Simply Wall St ·  Jan 31 19:29

The Qinhuangdao Tianqin Equipment Manufacturing Co.,Ltd. (SZSE:300922) share price has fared very poorly over the last month, falling by a substantial 26%. The drop over the last 30 days has capped off a tough year for shareholders, with the share price down 16% in that time.

In spite of the heavy fall in price, Qinhuangdao Tianqin Equipment ManufacturingLtd's price-to-sales (or "P/S") ratio of 14.6x might still make it look like a strong sell right now compared to other companies in the Aerospace & Defense industry in China, where around half of the companies have P/S ratios below 6.8x and even P/S below 3x are quite common. Nonetheless, we'd need to dig a little deeper to determine if there is a rational basis for the highly elevated P/S.

Check out our latest analysis for Qinhuangdao Tianqin Equipment ManufacturingLtd

ps-multiple-vs-industry
SZSE:300922 Price to Sales Ratio vs Industry February 1st 2024

How Has Qinhuangdao Tianqin Equipment ManufacturingLtd Performed Recently?

For instance, Qinhuangdao Tianqin Equipment ManufacturingLtd's receding revenue in recent times would have to be some food for thought. One possibility is that the P/S is high because investors think the company will still do enough to outperform the broader industry in the near future. You'd really hope so, otherwise you're paying a pretty hefty price for no particular reason.

Although there are no analyst estimates available for Qinhuangdao Tianqin Equipment ManufacturingLtd, take a look at this free data-rich visualisation to see how the company stacks up on earnings, revenue and cash flow.

Is There Enough Revenue Growth Forecasted For Qinhuangdao Tianqin Equipment ManufacturingLtd?

In order to justify its P/S ratio, Qinhuangdao Tianqin Equipment ManufacturingLtd would need to produce outstanding growth that's well in excess of the industry.

In reviewing the last year of financials, we were disheartened to see the company's revenues fell to the tune of 27%. This means it has also seen a slide in revenue over the longer-term as revenue is down 40% in total over the last three years. Accordingly, shareholders would have felt downbeat about the medium-term rates of revenue growth.

Weighing that medium-term revenue trajectory against the broader industry's one-year forecast for expansion of 48% shows it's an unpleasant look.

With this information, we find it concerning that Qinhuangdao Tianqin Equipment ManufacturingLtd is trading at a P/S higher than the industry. It seems most investors are ignoring the recent poor growth rate and are hoping for a turnaround in the company's business prospects. Only the boldest would assume these prices are sustainable as a continuation of recent revenue trends is likely to weigh heavily on the share price eventually.

The Key Takeaway

A significant share price dive has done very little to deflate Qinhuangdao Tianqin Equipment ManufacturingLtd's very lofty P/S. Typically, we'd caution against reading too much into price-to-sales ratios when settling on investment decisions, though it can reveal plenty about what other market participants think about the company.
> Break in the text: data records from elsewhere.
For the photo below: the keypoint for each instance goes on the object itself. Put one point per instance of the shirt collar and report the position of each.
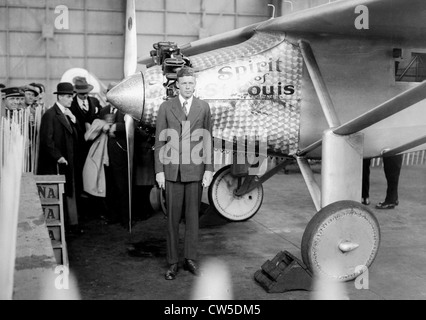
(61, 107)
(80, 102)
(182, 100)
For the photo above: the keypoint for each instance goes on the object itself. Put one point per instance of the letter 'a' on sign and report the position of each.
(362, 21)
(62, 20)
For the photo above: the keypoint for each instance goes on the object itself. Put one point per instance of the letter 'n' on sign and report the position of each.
(362, 21)
(48, 191)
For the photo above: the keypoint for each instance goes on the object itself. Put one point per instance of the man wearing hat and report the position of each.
(59, 149)
(13, 97)
(31, 94)
(117, 190)
(86, 109)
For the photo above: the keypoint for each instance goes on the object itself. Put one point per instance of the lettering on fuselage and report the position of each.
(264, 70)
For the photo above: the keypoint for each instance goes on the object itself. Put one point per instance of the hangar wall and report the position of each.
(32, 49)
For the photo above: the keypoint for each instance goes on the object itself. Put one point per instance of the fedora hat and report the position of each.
(110, 86)
(64, 88)
(81, 85)
(30, 88)
(13, 92)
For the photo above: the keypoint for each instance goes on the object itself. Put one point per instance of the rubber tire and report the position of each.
(212, 202)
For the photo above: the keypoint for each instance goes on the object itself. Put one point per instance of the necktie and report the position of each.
(68, 115)
(184, 108)
(85, 107)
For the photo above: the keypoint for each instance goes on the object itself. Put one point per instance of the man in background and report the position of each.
(86, 110)
(59, 150)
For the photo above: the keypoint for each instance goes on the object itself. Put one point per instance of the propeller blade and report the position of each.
(387, 109)
(130, 49)
(130, 137)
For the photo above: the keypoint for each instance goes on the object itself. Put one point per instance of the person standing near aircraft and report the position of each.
(59, 150)
(392, 167)
(117, 189)
(12, 101)
(85, 109)
(182, 175)
(366, 181)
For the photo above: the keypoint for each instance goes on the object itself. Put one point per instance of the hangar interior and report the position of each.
(41, 39)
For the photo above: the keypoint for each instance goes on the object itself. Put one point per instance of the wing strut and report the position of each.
(130, 65)
(319, 84)
(405, 147)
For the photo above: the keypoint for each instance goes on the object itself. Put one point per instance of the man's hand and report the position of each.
(161, 180)
(112, 130)
(62, 161)
(106, 128)
(207, 179)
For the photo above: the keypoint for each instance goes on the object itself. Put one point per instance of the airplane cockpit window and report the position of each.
(411, 69)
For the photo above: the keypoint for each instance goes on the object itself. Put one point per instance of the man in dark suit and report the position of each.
(117, 189)
(86, 109)
(58, 148)
(182, 168)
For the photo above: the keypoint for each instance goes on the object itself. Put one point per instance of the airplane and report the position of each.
(321, 84)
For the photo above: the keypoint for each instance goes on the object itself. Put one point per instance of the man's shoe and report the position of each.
(385, 205)
(191, 266)
(172, 272)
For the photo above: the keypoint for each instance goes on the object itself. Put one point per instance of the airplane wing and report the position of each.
(401, 21)
(397, 20)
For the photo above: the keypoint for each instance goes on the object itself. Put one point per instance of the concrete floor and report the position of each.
(104, 269)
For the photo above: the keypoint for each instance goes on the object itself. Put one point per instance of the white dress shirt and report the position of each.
(188, 106)
(84, 104)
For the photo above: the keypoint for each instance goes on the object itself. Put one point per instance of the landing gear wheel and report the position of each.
(221, 196)
(341, 240)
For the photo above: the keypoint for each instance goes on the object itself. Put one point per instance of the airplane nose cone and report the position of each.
(129, 96)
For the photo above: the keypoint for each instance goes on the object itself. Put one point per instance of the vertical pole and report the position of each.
(86, 42)
(47, 45)
(8, 60)
(319, 84)
(341, 172)
(310, 181)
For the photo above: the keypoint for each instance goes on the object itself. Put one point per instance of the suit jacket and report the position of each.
(94, 180)
(178, 155)
(82, 119)
(89, 116)
(58, 138)
(120, 132)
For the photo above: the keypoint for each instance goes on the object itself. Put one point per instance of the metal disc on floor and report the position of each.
(341, 241)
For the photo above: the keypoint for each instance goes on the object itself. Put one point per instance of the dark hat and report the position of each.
(13, 92)
(30, 88)
(81, 85)
(110, 86)
(64, 88)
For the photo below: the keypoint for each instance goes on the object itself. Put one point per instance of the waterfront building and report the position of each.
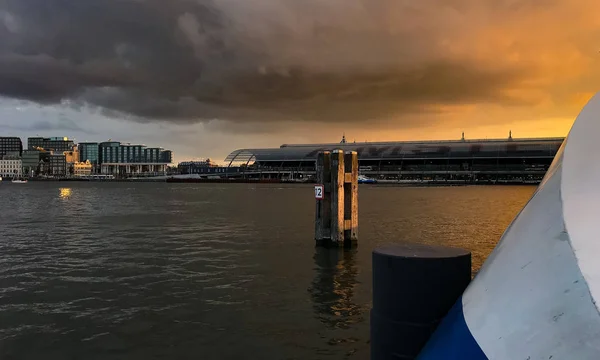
(10, 144)
(56, 144)
(88, 151)
(494, 160)
(57, 165)
(166, 156)
(124, 160)
(82, 168)
(72, 156)
(31, 162)
(11, 167)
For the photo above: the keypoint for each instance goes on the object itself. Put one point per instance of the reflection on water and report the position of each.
(65, 192)
(209, 271)
(332, 289)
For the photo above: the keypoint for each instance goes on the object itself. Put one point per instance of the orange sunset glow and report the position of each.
(262, 73)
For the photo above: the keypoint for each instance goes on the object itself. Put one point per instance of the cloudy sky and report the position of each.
(204, 77)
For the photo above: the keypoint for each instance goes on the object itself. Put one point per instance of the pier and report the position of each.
(336, 194)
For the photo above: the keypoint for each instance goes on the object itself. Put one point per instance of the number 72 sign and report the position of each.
(319, 192)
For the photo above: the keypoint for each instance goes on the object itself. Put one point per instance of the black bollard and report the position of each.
(414, 287)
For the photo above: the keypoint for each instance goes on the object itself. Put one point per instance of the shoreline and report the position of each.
(389, 183)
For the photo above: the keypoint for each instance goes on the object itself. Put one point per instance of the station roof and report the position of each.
(501, 148)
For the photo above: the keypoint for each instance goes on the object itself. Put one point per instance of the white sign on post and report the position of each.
(319, 192)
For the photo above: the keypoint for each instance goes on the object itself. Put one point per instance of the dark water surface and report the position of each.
(209, 271)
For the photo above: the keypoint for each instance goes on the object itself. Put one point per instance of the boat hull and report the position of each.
(535, 295)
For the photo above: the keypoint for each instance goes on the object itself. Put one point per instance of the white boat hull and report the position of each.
(535, 296)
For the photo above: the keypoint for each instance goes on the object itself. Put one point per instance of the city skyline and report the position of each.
(206, 81)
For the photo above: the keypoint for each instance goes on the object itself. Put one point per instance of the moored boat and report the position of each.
(362, 179)
(536, 296)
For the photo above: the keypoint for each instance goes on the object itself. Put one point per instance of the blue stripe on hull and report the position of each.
(452, 340)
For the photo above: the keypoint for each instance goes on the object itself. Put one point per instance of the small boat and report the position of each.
(365, 180)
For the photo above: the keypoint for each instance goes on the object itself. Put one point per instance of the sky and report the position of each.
(205, 77)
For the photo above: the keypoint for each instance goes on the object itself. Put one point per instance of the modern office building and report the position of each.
(12, 168)
(125, 160)
(57, 165)
(10, 144)
(82, 168)
(56, 144)
(31, 162)
(88, 151)
(72, 156)
(166, 156)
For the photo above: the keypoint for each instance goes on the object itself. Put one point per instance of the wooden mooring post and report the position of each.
(336, 193)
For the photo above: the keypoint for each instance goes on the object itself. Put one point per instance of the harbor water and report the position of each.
(210, 271)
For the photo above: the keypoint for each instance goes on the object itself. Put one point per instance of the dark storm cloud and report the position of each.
(248, 60)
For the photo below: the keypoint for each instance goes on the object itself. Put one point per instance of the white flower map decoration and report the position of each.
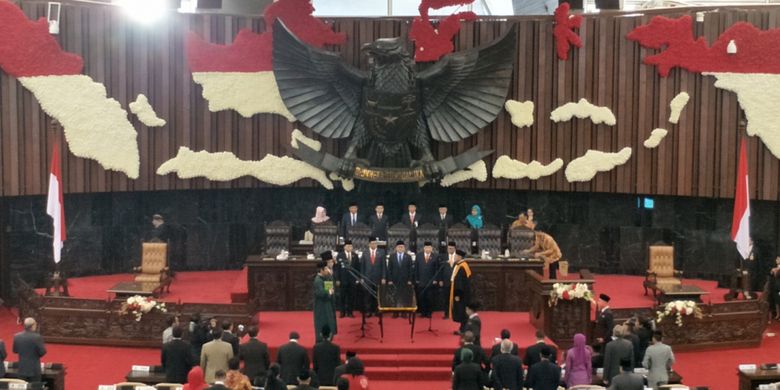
(676, 106)
(248, 93)
(508, 168)
(679, 309)
(145, 113)
(583, 109)
(759, 96)
(655, 138)
(522, 113)
(96, 127)
(225, 166)
(569, 292)
(584, 168)
(137, 306)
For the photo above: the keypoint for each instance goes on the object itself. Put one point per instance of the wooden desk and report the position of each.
(751, 380)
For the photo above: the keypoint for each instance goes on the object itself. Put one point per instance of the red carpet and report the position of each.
(423, 364)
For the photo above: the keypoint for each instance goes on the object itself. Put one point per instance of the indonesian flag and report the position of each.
(740, 225)
(54, 205)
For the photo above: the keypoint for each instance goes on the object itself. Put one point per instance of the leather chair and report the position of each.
(154, 264)
(660, 268)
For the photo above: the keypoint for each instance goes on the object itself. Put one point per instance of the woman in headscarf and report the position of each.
(578, 363)
(195, 380)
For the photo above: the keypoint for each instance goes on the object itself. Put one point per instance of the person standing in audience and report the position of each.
(215, 355)
(658, 361)
(544, 375)
(426, 278)
(627, 380)
(579, 370)
(379, 222)
(324, 311)
(372, 266)
(467, 375)
(28, 345)
(292, 359)
(195, 380)
(347, 262)
(349, 220)
(533, 354)
(507, 372)
(177, 358)
(235, 380)
(614, 353)
(256, 359)
(325, 358)
(505, 335)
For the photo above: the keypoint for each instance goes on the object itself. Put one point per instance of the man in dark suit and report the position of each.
(544, 375)
(614, 353)
(605, 322)
(379, 222)
(426, 277)
(372, 265)
(229, 337)
(398, 270)
(350, 219)
(28, 344)
(507, 370)
(325, 358)
(505, 335)
(177, 358)
(219, 381)
(347, 262)
(627, 380)
(479, 353)
(292, 359)
(256, 359)
(412, 220)
(533, 354)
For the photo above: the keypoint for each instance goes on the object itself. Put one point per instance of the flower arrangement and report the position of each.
(570, 292)
(679, 309)
(138, 306)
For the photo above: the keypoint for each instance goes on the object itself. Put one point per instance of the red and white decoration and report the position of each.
(740, 225)
(55, 206)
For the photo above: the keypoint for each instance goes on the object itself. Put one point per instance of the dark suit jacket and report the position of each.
(379, 226)
(231, 339)
(177, 360)
(375, 271)
(256, 359)
(293, 359)
(615, 351)
(533, 354)
(468, 376)
(326, 357)
(507, 372)
(29, 346)
(398, 273)
(627, 381)
(543, 376)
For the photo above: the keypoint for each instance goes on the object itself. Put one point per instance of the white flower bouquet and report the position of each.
(570, 292)
(138, 306)
(679, 309)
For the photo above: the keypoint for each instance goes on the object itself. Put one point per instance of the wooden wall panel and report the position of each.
(697, 158)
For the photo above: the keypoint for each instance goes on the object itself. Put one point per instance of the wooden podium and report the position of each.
(563, 320)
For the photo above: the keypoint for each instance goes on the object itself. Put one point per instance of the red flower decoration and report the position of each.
(563, 31)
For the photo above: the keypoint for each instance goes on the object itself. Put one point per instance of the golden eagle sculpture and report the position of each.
(392, 112)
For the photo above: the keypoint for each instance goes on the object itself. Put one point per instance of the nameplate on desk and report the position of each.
(747, 367)
(141, 368)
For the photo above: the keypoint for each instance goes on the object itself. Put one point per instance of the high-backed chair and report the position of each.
(154, 264)
(660, 268)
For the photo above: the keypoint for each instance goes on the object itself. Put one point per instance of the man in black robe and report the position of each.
(460, 291)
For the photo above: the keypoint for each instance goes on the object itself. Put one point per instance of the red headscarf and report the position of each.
(195, 380)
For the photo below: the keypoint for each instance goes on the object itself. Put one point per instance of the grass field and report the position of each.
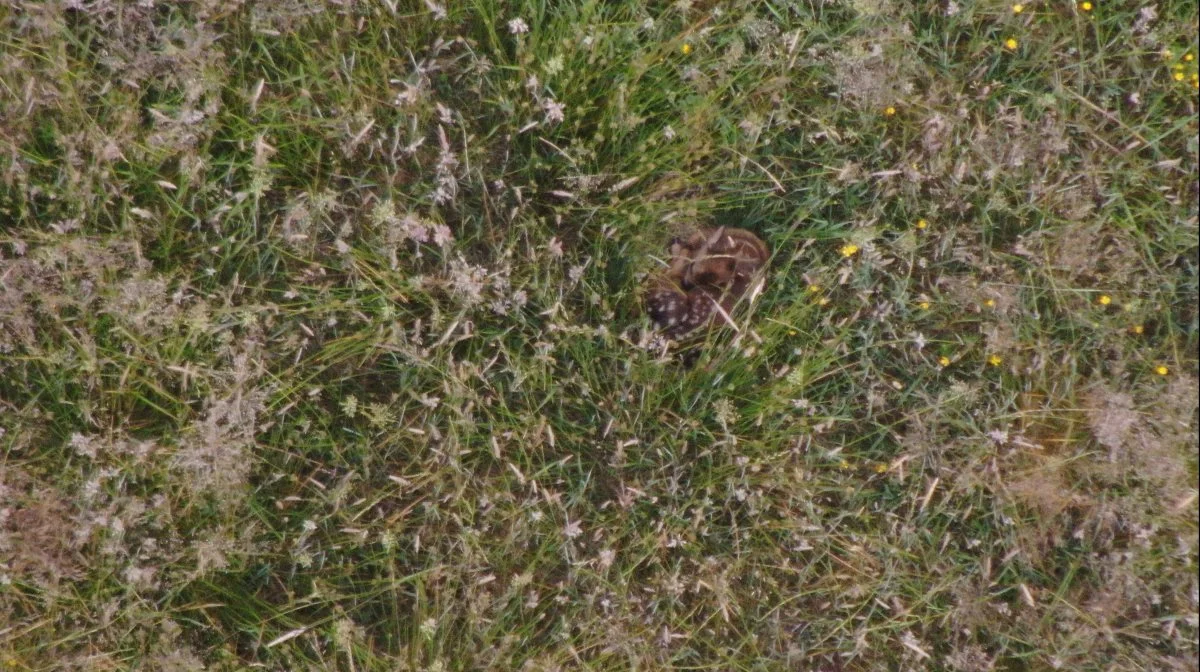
(322, 342)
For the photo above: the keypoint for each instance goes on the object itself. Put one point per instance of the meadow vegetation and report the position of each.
(322, 347)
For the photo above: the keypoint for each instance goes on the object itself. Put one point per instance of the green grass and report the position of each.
(322, 347)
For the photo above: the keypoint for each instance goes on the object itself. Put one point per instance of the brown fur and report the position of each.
(708, 269)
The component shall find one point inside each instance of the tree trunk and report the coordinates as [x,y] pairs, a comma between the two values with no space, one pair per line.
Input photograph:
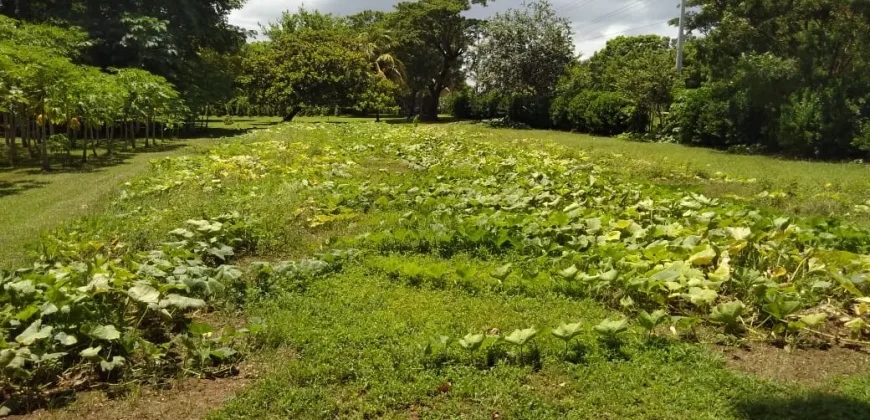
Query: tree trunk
[132,135]
[430,112]
[46,163]
[10,139]
[293,113]
[94,137]
[110,132]
[85,130]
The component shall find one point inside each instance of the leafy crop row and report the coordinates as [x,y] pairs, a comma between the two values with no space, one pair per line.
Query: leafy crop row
[92,311]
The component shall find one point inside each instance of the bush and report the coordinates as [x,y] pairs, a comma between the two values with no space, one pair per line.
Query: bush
[459,105]
[530,110]
[596,112]
[698,117]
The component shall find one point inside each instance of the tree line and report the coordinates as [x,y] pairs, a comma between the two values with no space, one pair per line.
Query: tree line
[767,76]
[771,76]
[55,106]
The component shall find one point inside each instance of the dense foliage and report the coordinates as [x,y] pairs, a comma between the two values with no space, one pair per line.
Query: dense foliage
[51,103]
[782,77]
[173,39]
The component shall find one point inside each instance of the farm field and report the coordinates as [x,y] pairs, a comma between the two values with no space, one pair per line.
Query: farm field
[34,202]
[408,271]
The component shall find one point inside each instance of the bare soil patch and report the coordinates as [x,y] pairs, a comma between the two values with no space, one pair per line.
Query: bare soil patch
[809,366]
[187,399]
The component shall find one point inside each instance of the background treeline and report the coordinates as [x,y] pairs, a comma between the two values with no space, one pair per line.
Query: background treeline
[771,76]
[767,76]
[87,74]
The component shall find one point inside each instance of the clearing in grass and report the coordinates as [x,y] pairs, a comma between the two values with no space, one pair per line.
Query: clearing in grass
[437,271]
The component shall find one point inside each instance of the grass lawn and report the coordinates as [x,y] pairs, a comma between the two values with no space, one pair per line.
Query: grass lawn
[33,201]
[796,187]
[362,338]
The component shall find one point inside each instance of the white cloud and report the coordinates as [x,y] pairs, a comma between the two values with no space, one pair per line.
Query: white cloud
[594,21]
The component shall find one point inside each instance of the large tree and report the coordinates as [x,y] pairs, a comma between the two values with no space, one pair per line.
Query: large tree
[166,37]
[792,75]
[437,36]
[314,60]
[523,51]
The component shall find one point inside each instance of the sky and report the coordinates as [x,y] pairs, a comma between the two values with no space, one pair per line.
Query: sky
[593,21]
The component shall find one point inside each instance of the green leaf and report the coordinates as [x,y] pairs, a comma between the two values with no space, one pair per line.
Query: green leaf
[144,293]
[569,272]
[108,366]
[34,333]
[611,328]
[91,353]
[65,339]
[502,272]
[105,332]
[740,233]
[567,332]
[727,313]
[701,297]
[181,302]
[781,308]
[650,321]
[471,342]
[704,257]
[814,320]
[184,233]
[200,329]
[223,353]
[521,337]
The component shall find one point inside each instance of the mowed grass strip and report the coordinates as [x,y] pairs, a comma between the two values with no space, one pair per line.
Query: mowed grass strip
[360,340]
[33,202]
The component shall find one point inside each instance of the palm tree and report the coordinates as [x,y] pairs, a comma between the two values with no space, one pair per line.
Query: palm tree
[377,43]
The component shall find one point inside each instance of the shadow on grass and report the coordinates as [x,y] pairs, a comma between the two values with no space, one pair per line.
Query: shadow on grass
[231,131]
[8,188]
[816,406]
[60,163]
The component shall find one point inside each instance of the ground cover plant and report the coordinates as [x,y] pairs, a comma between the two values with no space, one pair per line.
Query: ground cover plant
[436,270]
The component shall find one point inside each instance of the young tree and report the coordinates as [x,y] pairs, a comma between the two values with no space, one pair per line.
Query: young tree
[437,37]
[520,57]
[523,51]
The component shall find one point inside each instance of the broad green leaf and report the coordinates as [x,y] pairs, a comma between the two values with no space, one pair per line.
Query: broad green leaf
[612,327]
[650,321]
[569,272]
[91,353]
[116,362]
[65,339]
[740,233]
[223,353]
[472,342]
[502,272]
[781,308]
[567,332]
[700,297]
[105,332]
[184,233]
[814,320]
[181,302]
[200,329]
[704,257]
[34,333]
[727,313]
[521,337]
[144,293]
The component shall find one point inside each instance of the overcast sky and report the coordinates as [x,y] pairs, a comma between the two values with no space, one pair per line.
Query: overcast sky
[594,21]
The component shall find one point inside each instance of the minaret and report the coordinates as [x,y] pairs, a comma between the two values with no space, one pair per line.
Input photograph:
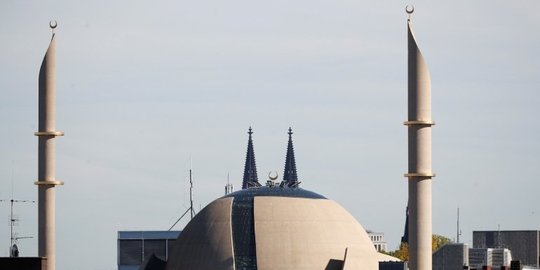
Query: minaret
[419,124]
[46,154]
[289,175]
[250,169]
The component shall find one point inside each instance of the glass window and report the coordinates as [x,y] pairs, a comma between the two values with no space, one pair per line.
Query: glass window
[130,252]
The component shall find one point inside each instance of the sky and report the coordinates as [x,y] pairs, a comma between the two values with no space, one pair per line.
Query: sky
[143,87]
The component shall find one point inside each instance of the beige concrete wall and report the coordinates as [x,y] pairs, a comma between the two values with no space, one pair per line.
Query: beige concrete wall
[206,242]
[298,233]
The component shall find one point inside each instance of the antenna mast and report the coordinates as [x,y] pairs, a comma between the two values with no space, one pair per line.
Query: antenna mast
[12,223]
[190,209]
[458,230]
[191,191]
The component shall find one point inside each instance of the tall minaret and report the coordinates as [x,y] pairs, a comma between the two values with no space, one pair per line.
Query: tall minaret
[419,124]
[289,175]
[46,154]
[250,168]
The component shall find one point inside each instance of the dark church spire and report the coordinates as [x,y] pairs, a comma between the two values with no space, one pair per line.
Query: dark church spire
[289,175]
[405,237]
[250,169]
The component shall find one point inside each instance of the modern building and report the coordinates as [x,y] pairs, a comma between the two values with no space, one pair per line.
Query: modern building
[492,257]
[378,240]
[451,257]
[393,266]
[524,245]
[135,247]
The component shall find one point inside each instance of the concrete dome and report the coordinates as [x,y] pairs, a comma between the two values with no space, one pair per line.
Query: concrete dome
[272,228]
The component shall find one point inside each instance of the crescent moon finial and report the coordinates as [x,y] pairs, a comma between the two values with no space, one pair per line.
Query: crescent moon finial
[53,24]
[274,177]
[409,9]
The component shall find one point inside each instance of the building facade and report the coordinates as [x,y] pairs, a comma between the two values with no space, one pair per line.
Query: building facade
[524,245]
[135,247]
[378,240]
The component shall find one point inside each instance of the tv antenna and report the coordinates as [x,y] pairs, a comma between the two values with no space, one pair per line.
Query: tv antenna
[13,221]
[458,229]
[229,186]
[190,209]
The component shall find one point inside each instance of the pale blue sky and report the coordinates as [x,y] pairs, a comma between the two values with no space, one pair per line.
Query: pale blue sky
[144,85]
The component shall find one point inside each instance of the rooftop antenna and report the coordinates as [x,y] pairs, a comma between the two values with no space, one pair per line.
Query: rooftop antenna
[458,230]
[229,186]
[190,209]
[191,188]
[13,221]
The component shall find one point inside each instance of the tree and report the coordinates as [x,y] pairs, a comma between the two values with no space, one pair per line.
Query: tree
[402,253]
[437,241]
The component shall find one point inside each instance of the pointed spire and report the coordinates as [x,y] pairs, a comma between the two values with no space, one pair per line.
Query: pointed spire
[289,175]
[250,169]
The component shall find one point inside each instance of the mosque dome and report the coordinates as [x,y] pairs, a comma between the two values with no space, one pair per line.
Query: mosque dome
[272,228]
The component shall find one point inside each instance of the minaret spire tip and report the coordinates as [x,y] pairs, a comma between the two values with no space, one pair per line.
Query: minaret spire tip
[409,11]
[53,24]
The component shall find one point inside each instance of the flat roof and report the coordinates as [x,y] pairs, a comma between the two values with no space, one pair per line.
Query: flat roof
[125,235]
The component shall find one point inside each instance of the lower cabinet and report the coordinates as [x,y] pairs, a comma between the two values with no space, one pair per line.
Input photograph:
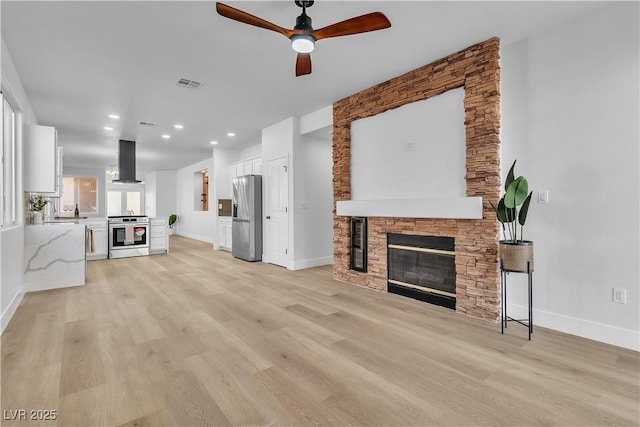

We've established that Qinhuangdao Tianqin Equipment ManufacturingLtd currently trades on a much higher than expected P/S since its recent revenues have been in decline over the medium-term. Right now we aren't comfortable with the high P/S as this revenue performance is highly unlikely to support such positive sentiment for long. If recent medium-term revenue trends continue, it will place shareholders' investments at significant risk and potential investors in danger of paying an excessive premium.

You need to take note of risks, for example - Qinhuangdao Tianqin Equipment ManufacturingLtd has 4 warning signs (and 2 which can't be ignored) we think you should know about.

If companies with solid past earnings growth is up your alley, you may wish to see this free collection of other companies with strong earnings growth and low P/E ratios.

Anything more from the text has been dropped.